Europa Press/Contacto/Ammar Safarjalani
MADRID, 26 jun. (EUROPA PRESS) -
As Forças Democráticas da Síria (SDF) negaram nesta quarta-feira que os autores do atentado contra uma igreja na capital Damasco no último fim de semana, que matou cerca de 30 pessoas, tenham saído do campo de refugiados de Al Hol (nordeste), guardado pelas forças curdas, ao contrário das recentes afirmações do governo sírio.
O porta-voz do Ministério do Interior da Síria, Nurredin al-Baba, disse na terça-feira que os detidos "não são sírios" e que chegaram a Damasco a partir do campo de Al Hol, através do deserto sírio, e se infiltraram após a libertação da capital (...) aproveitando o vácuo de segurança", referindo-se à queda do regime de Bashar al-Assad em dezembro de 2024.
No entanto, a SDF enfatizou em um comunicado que "essa informação é incorreta e não se baseia em fatos ou eventos reais". As únicas pessoas que deixaram o campo durante esse período foram sírios e sua partida foi a pedido do governo de Damasco", disseram, acrescentando que "além disso, cidadãos iraquianos foram repatriados para o território iraquiano com base em listas verificadas enviadas pelas autoridades iraquianas, que garantiram sua realocação para o campo de al-Jadah".
As forças curdas enfatizaram que essas conclusões foram tiradas após a realização de uma "investigação completa dos registros dos residentes do campo de al-Hol, incluindo aqueles que deixaram o campo nos últimos meses". "É importante esclarecer que o acampamento de Al Hol abriga famílias de membros do Estado Islâmico, sírios e estrangeiros, compostas principalmente por mulheres e crianças.
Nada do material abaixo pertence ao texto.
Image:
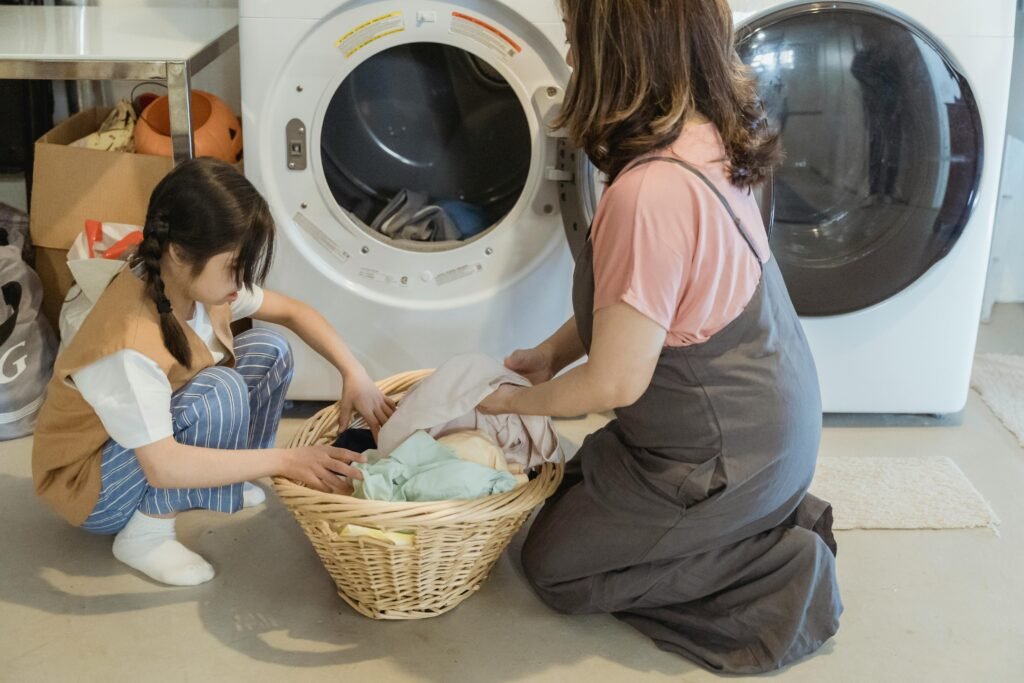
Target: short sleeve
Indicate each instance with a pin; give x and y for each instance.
(248, 303)
(130, 395)
(642, 242)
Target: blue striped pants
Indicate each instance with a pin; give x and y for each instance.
(220, 408)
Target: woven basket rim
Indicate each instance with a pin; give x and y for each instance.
(396, 386)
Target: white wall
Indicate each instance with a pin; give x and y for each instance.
(221, 77)
(1006, 279)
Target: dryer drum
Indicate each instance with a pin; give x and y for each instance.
(428, 118)
(884, 151)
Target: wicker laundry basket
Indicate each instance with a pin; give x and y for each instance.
(457, 542)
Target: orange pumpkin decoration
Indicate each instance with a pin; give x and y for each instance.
(216, 131)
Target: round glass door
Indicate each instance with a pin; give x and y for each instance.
(426, 145)
(883, 145)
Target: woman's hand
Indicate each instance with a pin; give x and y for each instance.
(500, 402)
(537, 364)
(359, 394)
(322, 467)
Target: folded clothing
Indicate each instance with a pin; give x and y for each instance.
(409, 216)
(477, 446)
(446, 401)
(421, 469)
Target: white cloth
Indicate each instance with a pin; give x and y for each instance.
(445, 402)
(130, 392)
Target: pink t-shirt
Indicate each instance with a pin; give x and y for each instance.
(665, 245)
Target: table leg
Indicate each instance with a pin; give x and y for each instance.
(179, 94)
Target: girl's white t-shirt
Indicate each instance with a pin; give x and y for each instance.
(129, 391)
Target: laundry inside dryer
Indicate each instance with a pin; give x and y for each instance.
(427, 145)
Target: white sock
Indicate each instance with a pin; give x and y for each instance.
(252, 495)
(148, 545)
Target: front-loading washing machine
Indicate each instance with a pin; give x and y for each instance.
(348, 108)
(892, 116)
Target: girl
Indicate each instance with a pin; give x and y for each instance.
(688, 515)
(155, 410)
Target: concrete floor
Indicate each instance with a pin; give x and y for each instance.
(920, 605)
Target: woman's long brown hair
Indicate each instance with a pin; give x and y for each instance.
(642, 67)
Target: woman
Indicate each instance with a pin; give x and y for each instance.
(688, 515)
(155, 410)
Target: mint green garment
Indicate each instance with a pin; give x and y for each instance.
(421, 469)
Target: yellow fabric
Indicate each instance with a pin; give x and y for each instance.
(395, 538)
(477, 446)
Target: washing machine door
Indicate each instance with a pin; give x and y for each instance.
(883, 144)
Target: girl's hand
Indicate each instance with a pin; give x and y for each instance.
(322, 467)
(534, 364)
(360, 395)
(500, 402)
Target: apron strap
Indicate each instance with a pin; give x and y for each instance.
(728, 207)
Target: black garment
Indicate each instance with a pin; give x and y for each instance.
(356, 440)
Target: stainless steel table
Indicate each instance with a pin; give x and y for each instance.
(166, 44)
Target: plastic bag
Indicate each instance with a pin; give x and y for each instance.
(28, 347)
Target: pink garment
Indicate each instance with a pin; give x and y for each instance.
(665, 245)
(445, 402)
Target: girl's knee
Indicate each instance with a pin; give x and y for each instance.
(266, 343)
(224, 406)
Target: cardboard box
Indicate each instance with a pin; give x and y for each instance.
(71, 185)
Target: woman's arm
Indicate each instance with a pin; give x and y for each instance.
(551, 356)
(358, 391)
(625, 351)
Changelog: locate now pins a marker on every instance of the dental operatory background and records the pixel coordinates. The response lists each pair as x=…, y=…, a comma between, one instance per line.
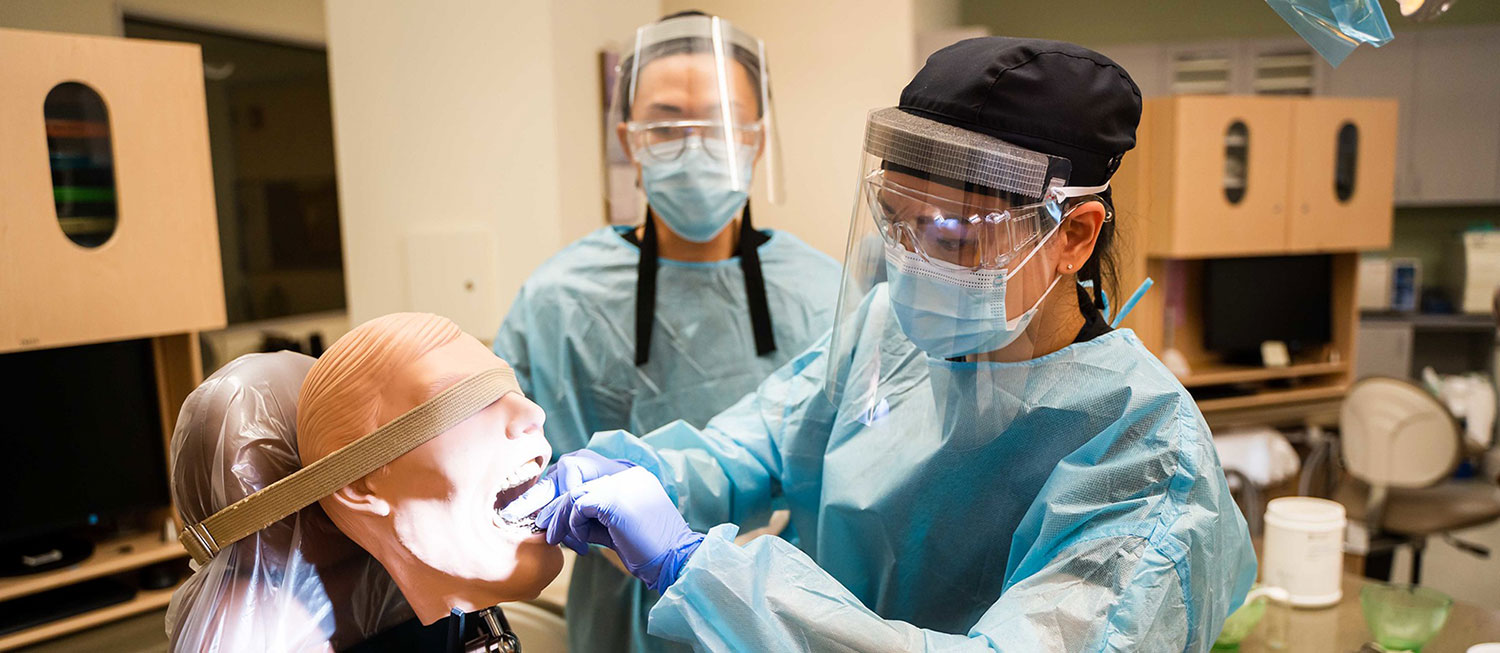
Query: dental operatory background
x=1314, y=194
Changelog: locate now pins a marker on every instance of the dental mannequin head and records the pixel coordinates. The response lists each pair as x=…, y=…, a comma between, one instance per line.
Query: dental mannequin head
x=429, y=515
x=297, y=584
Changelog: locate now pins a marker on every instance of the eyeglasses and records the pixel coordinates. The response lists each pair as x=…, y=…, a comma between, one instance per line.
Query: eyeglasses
x=975, y=233
x=666, y=140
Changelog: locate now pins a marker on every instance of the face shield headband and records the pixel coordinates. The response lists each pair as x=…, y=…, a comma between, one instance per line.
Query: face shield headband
x=959, y=198
x=348, y=464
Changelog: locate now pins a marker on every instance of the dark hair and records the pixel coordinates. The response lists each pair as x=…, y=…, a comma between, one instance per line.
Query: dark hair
x=687, y=44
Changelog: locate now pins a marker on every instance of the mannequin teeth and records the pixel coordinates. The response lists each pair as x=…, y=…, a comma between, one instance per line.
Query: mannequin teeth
x=528, y=472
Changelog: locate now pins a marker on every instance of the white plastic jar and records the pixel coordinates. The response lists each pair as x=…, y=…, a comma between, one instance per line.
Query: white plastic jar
x=1305, y=550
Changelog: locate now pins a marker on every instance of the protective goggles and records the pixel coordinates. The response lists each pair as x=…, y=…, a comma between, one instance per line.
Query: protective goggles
x=963, y=228
x=666, y=140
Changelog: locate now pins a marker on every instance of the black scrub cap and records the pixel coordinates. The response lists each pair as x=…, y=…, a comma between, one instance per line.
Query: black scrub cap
x=1041, y=95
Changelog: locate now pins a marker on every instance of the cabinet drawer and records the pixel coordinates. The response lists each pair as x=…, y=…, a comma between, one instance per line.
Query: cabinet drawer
x=1341, y=174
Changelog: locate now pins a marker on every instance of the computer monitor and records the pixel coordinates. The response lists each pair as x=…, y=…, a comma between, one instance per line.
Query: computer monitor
x=1250, y=300
x=81, y=439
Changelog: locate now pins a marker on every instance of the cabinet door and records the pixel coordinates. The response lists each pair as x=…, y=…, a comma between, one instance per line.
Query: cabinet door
x=1455, y=137
x=1341, y=174
x=158, y=269
x=1229, y=176
x=1385, y=72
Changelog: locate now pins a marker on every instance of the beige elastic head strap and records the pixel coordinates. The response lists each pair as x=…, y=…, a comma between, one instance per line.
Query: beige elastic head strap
x=348, y=464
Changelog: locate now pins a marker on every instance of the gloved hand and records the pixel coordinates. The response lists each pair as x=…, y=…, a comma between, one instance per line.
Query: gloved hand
x=629, y=512
x=569, y=472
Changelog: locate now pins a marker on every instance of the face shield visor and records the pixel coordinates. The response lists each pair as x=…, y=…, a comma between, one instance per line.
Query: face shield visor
x=693, y=110
x=953, y=236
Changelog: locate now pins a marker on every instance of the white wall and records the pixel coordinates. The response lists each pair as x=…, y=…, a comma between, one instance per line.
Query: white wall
x=831, y=62
x=584, y=29
x=443, y=120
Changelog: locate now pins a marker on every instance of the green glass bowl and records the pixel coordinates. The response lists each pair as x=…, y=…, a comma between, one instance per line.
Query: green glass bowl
x=1241, y=623
x=1403, y=617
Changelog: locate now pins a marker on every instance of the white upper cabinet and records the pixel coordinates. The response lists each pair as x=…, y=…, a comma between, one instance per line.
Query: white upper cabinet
x=1455, y=132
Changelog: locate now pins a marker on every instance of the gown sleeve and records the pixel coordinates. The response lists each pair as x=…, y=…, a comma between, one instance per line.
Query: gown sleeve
x=1122, y=578
x=732, y=469
x=543, y=359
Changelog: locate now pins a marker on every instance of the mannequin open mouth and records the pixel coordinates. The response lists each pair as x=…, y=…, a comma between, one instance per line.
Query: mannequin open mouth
x=512, y=487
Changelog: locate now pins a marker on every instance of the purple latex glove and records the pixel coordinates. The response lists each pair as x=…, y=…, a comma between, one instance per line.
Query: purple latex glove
x=629, y=512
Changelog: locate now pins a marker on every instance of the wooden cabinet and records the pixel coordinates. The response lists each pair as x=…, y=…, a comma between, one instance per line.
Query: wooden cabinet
x=1208, y=200
x=156, y=267
x=1341, y=174
x=1385, y=72
x=1227, y=176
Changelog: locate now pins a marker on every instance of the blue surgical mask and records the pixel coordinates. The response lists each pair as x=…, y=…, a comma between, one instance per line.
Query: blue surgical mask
x=950, y=312
x=695, y=194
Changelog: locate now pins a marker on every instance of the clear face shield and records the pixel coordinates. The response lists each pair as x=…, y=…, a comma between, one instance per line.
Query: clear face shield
x=953, y=237
x=693, y=113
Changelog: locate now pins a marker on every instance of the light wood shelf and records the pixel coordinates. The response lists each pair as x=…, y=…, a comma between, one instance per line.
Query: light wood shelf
x=110, y=557
x=143, y=602
x=1232, y=374
x=1272, y=398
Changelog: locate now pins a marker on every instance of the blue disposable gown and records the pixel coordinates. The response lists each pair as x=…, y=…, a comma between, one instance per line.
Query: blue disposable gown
x=1068, y=503
x=570, y=338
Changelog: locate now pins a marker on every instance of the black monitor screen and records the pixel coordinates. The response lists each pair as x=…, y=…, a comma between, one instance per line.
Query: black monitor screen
x=83, y=436
x=1250, y=300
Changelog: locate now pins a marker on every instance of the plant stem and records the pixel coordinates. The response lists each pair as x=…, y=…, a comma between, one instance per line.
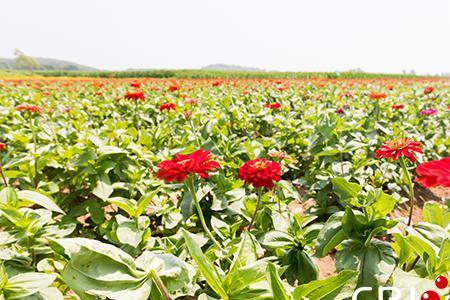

O campo não abriga combatentes terroristas estrangeiros", disseram eles.
"Isso contradiz diretamente as afirmações do porta-voz (do Ministério do Interior da Síria) de que os 'cidadãos não sírios' responsáveis pelo ataque à igreja saíram do acampamento." "Nossas forças, as únicas forças sírias que lutaram contra o Estado Islâmico e o derrotaram em Baghuz em 2019, continuam a cumprir suas responsabilidades em cooperação com a coalizão internacional (liderada pelos EUA)", disseram eles.
"Continuamos moral e nacionalmente comprometidos com essa missão e estamos prontos para redobrar nossos esforços conforme necessário, em total coordenação com as forças da coalizão internacional", disse o SDF, condenando o bombardeio da igreja em Damasco e pedindo às autoridades que "conduzam uma investigação transparente e confiável" e "publiquem suas descobertas e as evidências por trás delas". "Essa é a única maneira de evitar a recorrência de ataques terroristas", disseram eles.
O ataque à Igreja de Santo Elias, no bairro de Duweila, foi reivindicado pelo pouco conhecido grupo jihadista Saraya Ansar al Suna (Brigada de Apoiadores Sunitas), embora as autoridades pós-Assad, lideradas por Ahmed al Shara - líder do grupo jihadista Hayat Tahrir al Sham (HTS) - tenham apontado o Estado Islâmico como o culpado.